- The Media Institute of Southern Africa (MISA) today celebrated an important "victory" for press freedom in South Africa. A Pretoria court had ruled that sources and others had no right to demand a preview copy of articles before these were published, as this would be "restraining the media."
On 13 November Judge Essop Patel delivered a ruling that, according to MISA researcher Zoe Titus, "will give some relief to media operations and journalists who are harassed by sources and others threatening litigation to obtain copies of news articles before they are published."
Judge Patel ruled in the Pretoria High Court this month that it would be an unnecessary burden for newspapers to hand over copies of articles and reports for public preview.

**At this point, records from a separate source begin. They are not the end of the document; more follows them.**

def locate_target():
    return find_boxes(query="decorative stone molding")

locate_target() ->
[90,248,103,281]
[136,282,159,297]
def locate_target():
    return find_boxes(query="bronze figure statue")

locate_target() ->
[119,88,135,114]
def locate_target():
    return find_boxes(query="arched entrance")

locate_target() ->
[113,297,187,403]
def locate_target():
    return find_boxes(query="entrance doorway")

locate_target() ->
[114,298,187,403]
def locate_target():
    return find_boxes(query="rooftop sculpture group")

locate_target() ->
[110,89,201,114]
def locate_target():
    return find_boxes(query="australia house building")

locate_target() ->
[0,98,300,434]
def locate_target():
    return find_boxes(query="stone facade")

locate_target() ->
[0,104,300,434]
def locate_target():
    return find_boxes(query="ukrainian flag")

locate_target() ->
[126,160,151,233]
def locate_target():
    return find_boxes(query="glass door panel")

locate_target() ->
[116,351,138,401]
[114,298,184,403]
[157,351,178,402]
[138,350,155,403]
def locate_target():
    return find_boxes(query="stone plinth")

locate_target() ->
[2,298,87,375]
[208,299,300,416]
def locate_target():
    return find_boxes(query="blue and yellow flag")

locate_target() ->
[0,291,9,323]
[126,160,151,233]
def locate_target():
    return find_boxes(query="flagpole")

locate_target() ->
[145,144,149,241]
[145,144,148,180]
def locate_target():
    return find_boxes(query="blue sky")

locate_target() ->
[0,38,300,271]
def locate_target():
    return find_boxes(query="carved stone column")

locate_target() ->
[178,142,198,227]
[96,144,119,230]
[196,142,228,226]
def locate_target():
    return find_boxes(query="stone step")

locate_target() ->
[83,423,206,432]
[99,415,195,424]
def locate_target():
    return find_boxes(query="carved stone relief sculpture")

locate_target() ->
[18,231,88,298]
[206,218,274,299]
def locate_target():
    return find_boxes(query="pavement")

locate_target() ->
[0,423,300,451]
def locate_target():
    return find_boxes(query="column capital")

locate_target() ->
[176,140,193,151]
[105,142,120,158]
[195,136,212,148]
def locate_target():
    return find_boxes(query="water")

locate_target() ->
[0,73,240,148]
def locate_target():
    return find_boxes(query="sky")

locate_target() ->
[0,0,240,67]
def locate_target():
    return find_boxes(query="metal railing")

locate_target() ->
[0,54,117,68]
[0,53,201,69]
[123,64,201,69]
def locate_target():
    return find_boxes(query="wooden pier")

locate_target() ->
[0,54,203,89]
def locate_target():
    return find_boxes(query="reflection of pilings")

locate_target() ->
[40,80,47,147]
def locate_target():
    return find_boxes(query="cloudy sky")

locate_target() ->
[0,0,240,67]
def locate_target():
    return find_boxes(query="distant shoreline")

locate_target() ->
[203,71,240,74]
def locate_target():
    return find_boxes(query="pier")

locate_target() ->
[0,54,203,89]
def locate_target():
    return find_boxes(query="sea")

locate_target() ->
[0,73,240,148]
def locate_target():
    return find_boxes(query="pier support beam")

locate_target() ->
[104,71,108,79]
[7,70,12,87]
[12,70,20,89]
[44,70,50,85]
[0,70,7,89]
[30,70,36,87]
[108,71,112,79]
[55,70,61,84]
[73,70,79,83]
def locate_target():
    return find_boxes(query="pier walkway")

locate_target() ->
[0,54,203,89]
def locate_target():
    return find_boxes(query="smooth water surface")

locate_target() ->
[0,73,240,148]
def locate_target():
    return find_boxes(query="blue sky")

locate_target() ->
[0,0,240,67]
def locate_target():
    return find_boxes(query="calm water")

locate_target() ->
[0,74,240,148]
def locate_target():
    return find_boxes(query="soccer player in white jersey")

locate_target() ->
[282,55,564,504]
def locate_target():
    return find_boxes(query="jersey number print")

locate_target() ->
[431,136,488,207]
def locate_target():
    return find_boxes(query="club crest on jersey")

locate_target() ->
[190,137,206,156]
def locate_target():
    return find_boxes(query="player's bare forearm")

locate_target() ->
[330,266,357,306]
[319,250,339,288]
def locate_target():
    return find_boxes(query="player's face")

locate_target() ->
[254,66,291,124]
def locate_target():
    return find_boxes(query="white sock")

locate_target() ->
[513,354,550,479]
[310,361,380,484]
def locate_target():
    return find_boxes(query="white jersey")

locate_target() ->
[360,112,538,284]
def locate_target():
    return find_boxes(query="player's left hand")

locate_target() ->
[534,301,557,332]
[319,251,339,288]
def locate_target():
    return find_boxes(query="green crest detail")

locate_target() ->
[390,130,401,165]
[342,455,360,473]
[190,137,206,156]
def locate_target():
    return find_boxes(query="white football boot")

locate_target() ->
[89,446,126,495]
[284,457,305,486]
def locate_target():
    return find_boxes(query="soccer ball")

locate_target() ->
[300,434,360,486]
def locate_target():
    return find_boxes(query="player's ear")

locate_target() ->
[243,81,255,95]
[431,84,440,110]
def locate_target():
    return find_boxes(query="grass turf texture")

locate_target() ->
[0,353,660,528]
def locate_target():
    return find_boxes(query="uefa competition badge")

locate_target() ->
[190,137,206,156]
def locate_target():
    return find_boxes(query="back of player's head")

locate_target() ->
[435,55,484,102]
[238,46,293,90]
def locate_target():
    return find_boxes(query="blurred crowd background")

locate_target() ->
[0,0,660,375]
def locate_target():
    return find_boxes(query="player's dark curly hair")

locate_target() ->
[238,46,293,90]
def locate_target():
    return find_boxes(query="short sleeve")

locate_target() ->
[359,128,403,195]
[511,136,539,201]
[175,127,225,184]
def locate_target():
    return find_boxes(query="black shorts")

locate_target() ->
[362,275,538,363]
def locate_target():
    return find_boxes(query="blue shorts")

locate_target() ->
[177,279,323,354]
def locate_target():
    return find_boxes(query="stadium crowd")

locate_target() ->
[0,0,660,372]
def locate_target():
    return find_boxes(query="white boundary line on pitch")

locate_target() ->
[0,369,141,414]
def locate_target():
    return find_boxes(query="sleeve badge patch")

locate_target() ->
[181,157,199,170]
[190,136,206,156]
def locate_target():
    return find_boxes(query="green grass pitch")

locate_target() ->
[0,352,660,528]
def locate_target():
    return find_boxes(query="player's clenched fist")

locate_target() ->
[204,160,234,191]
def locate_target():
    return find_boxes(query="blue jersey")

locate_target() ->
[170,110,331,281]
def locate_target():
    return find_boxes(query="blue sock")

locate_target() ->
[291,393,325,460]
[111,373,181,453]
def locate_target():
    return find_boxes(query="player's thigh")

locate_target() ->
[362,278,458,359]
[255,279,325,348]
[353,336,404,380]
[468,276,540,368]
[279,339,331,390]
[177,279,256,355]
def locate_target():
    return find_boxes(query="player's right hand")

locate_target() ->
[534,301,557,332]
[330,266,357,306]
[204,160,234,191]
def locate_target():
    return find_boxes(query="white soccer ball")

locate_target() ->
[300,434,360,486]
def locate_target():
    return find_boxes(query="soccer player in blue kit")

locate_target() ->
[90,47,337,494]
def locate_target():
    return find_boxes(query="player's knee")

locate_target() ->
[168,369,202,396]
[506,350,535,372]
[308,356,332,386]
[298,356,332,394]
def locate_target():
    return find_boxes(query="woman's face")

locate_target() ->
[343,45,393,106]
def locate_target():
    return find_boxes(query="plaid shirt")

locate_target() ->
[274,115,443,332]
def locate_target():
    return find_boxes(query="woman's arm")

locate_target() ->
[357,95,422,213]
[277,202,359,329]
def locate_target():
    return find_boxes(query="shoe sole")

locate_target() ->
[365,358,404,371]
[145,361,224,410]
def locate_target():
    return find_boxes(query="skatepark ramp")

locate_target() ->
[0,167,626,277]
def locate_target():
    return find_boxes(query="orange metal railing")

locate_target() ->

In a case involving the South African daily 'Mail and Guardian' and Positioning Corporate Underwriters and Insurance Consultants (PCUIC), Justice Patel found that if he allowed an application for an interdict for PCUIC to preview an unpublished story he would create precedent for a "pattern of repeatedly restraining the media."
- In other words, Ms Titus concludes, "granting of previews could constitute unnecessary restraint of media freedom by allowing prior censorship." In a press release issued today, the Windhoek-based institute celebrated the ruling as a "victory," adding that a preview litigation would have been "a gag order".
- The key thing is that the media always face demands from people for previews, commented Mondli Makhanya, editor of the 'Mail and Guardian'. "It has now been established that there is no automatic right," he added.
The 'Mail and Guardian' was reporting on the relationship between the Public Works MEC of Mpumalanga Province, Steve Mabona, and Director of Positioning Corporate Underwriters and Insurance Consultants (PCUIC), Walter Senoko.
The article concerned, an allegation of how rand 1 million (approximately euro 150,000) had flowed into Mr Mabona's account within days of his Ministry of Public Works paying rand 6.6 million (approximately euro 1 million) to PCUIC as part of an underwriting agreement.
Lawyers for PCUIC tried to interdict publication of the 'Mail and Guardian' story on 27 October by claiming the paper had irregularly come to possess the documents on which the story was based. In court, the 'Mail and Guardian' responded that the documents had been obtained from court files during a separate legal matter between PCUIC and construction company, DZ Civils. PCUIC lost that first High Court battle.
Justice Ebhard Bertelsmann ruled that even if the information obtained by the 'Mail and Guardian' was "tainted", that there was nothing in law that prevented a newspaper from publishing an article based on such information. Moreover the matter was one of public interest as it involved allegations of the abuse of public funds.
A week later, the 'Mail and Guardian' was back in court. The paper approached PSUIC's Mr Senoko for a follow-up story revealing his close relationship with MEC Steve Mabona. Mr Senoko refused to answer questions and PCUIC went to court to gag the story and access a draft of the article. PCUIC later dropped the latter demand.
Justice Van der Bijl ruled that Mr Senoko had not been given sufficient time to respond as the 'Mail and Guardian' faxed him hours before the title's Thursday deadline. The judge interdicted the publication of the article for a week to allow Mr Senoko the right to reply. The 'Mail and Guardian' thus had lost the case.
The next week, 'Mail and Guardian' wrote to PCUIC's lawyers requesting answers to the questions that the paper had asked of their client. Instead, the paper received a letter from Mr Senoko's attorneys, demanding the draft article again and threatened to seek a gag order if they did not get it.
In court, Justice Patel now ruled that the interdicts for drafts of journalists' stories before they are published constitute a subversion of the right to freedom of expression and are unconstitutional. He said PCUIC was essentially trying to interfere with the newspaper's right to report on matters of public interest. Justice Patel dismissed PCUIC's case with costs on 13 November.
'Mail and Guardian' editor, Mr Makhanya, said PCUIC's lawyers had initially threatened to use South Africa's Promotion of Access to Information Act to get access to the story draft but later changed their tune.
The use of the Access to Information Act to obtain previews of stories from journalists is untested and will be decided in a case between businessman, George Hadjidakis and the 'Cape Argus' newspaper before Cape Town's High Court on 26 November, Ms Titus informs.